Sportsmen, wildlife advocates back Browns Canyon bill

Groups say monument designation would permanently protect prized landscape

07-23-2014 // Judith Kohler

Bighorn SheepSportsmen’s and wildlife groups are urging members of Congress to support a bill that would permanently protect Colorado ’s Browns Canyon, a treasured wildlife and recreation area.

The Senate National Parks Subcommittee was scheduled Wednesday to consider S. 1794, a bill by Colorado Sen. Mark Udall that would establish the 22,000-acre Browns Canyon National Monument. The hearing represents a step forward after more than two decades of work by grassroots organizations and elected officials to conserve the nationally known whitewater rafting site and important fishing and hunting spot, National Wildlife Federation and Colorado Wildlife Federation representatives said.

"The legislation would safeguard one of Colorado’s most treasured landscapes.
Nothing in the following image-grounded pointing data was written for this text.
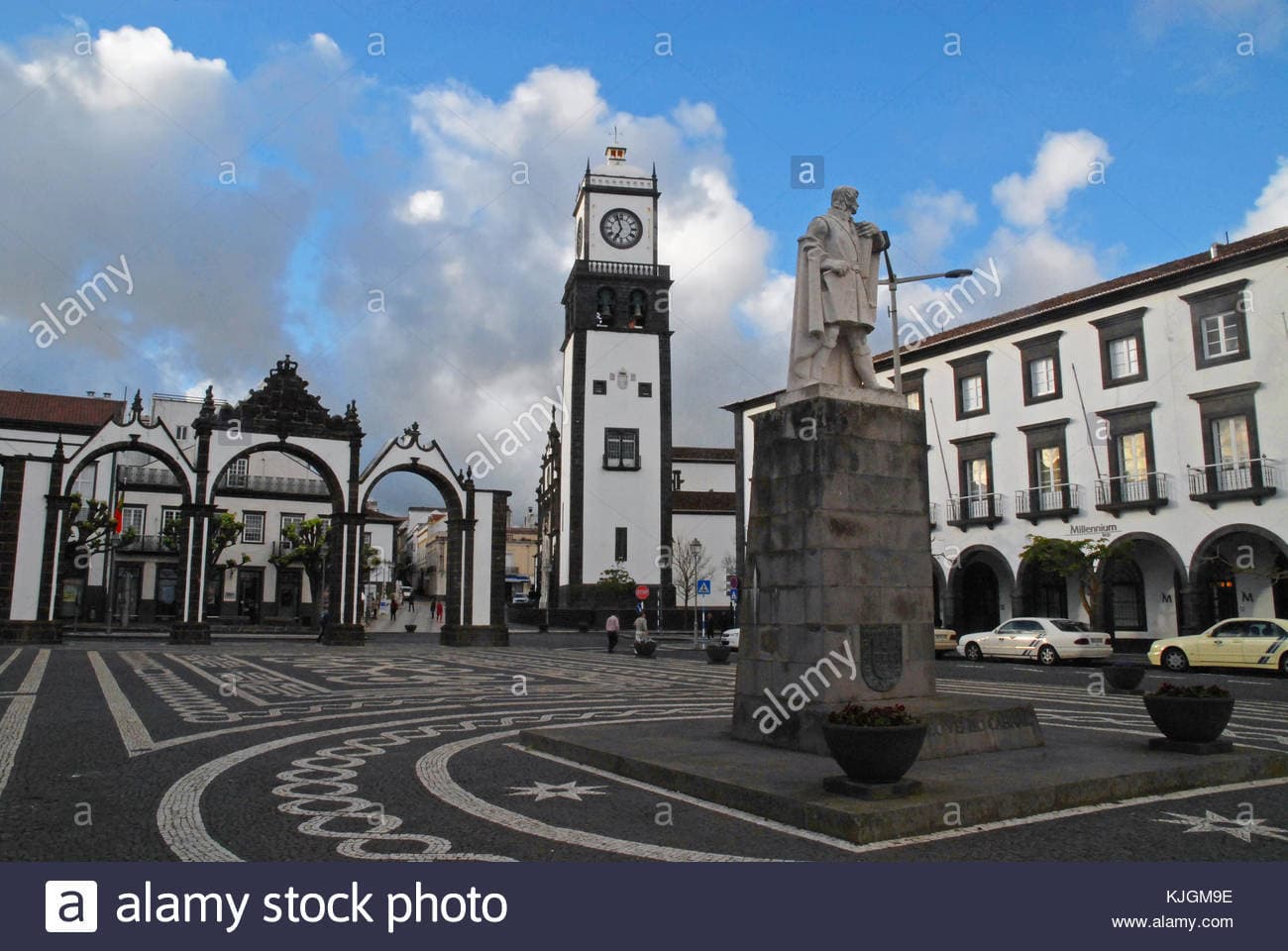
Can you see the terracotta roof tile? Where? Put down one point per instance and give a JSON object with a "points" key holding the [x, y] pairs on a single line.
{"points": [[54, 411]]}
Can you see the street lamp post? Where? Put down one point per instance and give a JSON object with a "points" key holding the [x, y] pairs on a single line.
{"points": [[893, 283]]}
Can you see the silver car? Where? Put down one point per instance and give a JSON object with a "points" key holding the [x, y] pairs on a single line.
{"points": [[1043, 639]]}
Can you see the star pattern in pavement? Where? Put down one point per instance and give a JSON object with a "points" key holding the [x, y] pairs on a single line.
{"points": [[557, 791], [1215, 822]]}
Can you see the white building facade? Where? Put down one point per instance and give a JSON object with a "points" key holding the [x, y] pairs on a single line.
{"points": [[1151, 407]]}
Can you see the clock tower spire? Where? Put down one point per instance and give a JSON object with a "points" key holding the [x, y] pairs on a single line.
{"points": [[614, 453]]}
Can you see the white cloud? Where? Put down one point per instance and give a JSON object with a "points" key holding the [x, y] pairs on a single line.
{"points": [[931, 222], [697, 119], [1271, 208], [1065, 162], [423, 206]]}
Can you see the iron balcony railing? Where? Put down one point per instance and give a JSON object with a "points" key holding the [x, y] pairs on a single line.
{"points": [[974, 509], [1147, 489], [146, 476], [283, 484], [1237, 476], [1059, 499]]}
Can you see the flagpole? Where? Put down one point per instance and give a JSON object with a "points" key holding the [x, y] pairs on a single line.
{"points": [[111, 545]]}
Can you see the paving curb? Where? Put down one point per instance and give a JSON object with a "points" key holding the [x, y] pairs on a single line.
{"points": [[704, 762]]}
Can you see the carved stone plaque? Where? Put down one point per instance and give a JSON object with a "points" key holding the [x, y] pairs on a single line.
{"points": [[881, 655]]}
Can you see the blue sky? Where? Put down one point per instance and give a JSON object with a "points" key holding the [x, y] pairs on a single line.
{"points": [[973, 132]]}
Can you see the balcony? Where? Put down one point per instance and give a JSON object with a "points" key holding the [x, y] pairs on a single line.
{"points": [[1126, 492], [1239, 478], [134, 476], [240, 484], [971, 510], [150, 544], [621, 268], [625, 463], [1048, 501]]}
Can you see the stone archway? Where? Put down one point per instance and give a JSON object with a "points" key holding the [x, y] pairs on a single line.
{"points": [[1235, 571], [476, 538], [980, 589]]}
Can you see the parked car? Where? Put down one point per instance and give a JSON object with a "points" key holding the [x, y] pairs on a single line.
{"points": [[1237, 642], [1043, 639]]}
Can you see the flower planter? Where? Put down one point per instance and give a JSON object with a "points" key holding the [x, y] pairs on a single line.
{"points": [[1190, 719], [717, 654], [875, 754], [1125, 676]]}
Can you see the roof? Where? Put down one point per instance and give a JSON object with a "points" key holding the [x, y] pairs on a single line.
{"points": [[704, 502], [700, 454], [56, 411], [1216, 258]]}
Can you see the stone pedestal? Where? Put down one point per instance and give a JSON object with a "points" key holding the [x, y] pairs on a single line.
{"points": [[344, 635], [31, 633], [475, 637], [189, 633], [838, 555]]}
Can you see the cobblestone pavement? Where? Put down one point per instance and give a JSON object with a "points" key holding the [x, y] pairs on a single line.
{"points": [[406, 752]]}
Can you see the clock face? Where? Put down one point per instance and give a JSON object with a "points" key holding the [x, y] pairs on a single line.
{"points": [[621, 228]]}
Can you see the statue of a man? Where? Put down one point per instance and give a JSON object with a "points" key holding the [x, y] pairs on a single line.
{"points": [[837, 265]]}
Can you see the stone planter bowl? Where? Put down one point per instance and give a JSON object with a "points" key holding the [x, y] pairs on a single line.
{"points": [[1190, 719], [875, 754]]}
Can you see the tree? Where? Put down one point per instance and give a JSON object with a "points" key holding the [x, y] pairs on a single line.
{"points": [[616, 581], [226, 530], [688, 565], [1082, 560], [309, 548]]}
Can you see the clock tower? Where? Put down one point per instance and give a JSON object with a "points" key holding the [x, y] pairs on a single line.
{"points": [[614, 453]]}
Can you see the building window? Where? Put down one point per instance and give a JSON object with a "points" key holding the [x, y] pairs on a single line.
{"points": [[1132, 480], [621, 449], [970, 379], [284, 544], [1219, 321], [1124, 357], [1039, 357], [237, 474], [1233, 467], [1122, 348], [84, 483], [254, 531], [1050, 491], [977, 502], [133, 518]]}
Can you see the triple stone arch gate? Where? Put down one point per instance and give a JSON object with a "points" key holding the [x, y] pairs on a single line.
{"points": [[283, 416]]}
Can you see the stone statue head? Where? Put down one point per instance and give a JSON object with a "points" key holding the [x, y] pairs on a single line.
{"points": [[846, 198]]}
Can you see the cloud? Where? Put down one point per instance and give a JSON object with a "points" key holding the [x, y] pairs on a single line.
{"points": [[931, 222], [1065, 162], [423, 206], [455, 322], [1271, 208]]}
The Colorado Wildlife Federation has actively supported protecting Browns Canyon for many years because of its importance to anglers, hunters and wildlife enthusiasts," said Suzanne O’Neill, CWF’s executive director.

Browns Canyon offers some of the country’s best whitewater rafting and premier fishing, said Bill Dvorak, a rafting and fishing guide and NWF’s public lands organizer in Colorado. He noted that Colorado Parks and Wildlife recently designated a 102-mile stretch of the Arkansas River, which runs through Browns, as a Gold Medal fishery based on the quantity and quality of the trout.

"I’ve been guiding river trips through Browns Canyon in the area since the early ’80s and it’s undeniably one of the top whitewater destinations in the country," Dvorak said. "Browns Canyon is a critical part of the area’s economy. Last year, recreation on the Arkansas River pumped at least $55 million into the economy."

Dvorak noted that earlier proposals to protect Browns would have set aside 100,000 acres.

"People have compromised through the years to come up with a plan that will work," Dvorak added. "It’s time to take action to make sure that the backcountry, fishing, wildlife and economic benefits that Browns Canyon provides will be around for a long time to come."

Browns, with its granite rock formations and sweeping views of the Arkansas Valley and the Collegiate Peaks, some higher than 14,000 feet, is home to bighorn sheep, elk, deer, black bears, mountain lions, eagles and falcons. Udall’s bill, cosponsored by Colorado Sen. Michael Bennet, would classify 10,500 acres within the monument as wilderness. Existing access and land uses, including hunting, commercial outfitting, motorized travel and livestock grazing, would continue.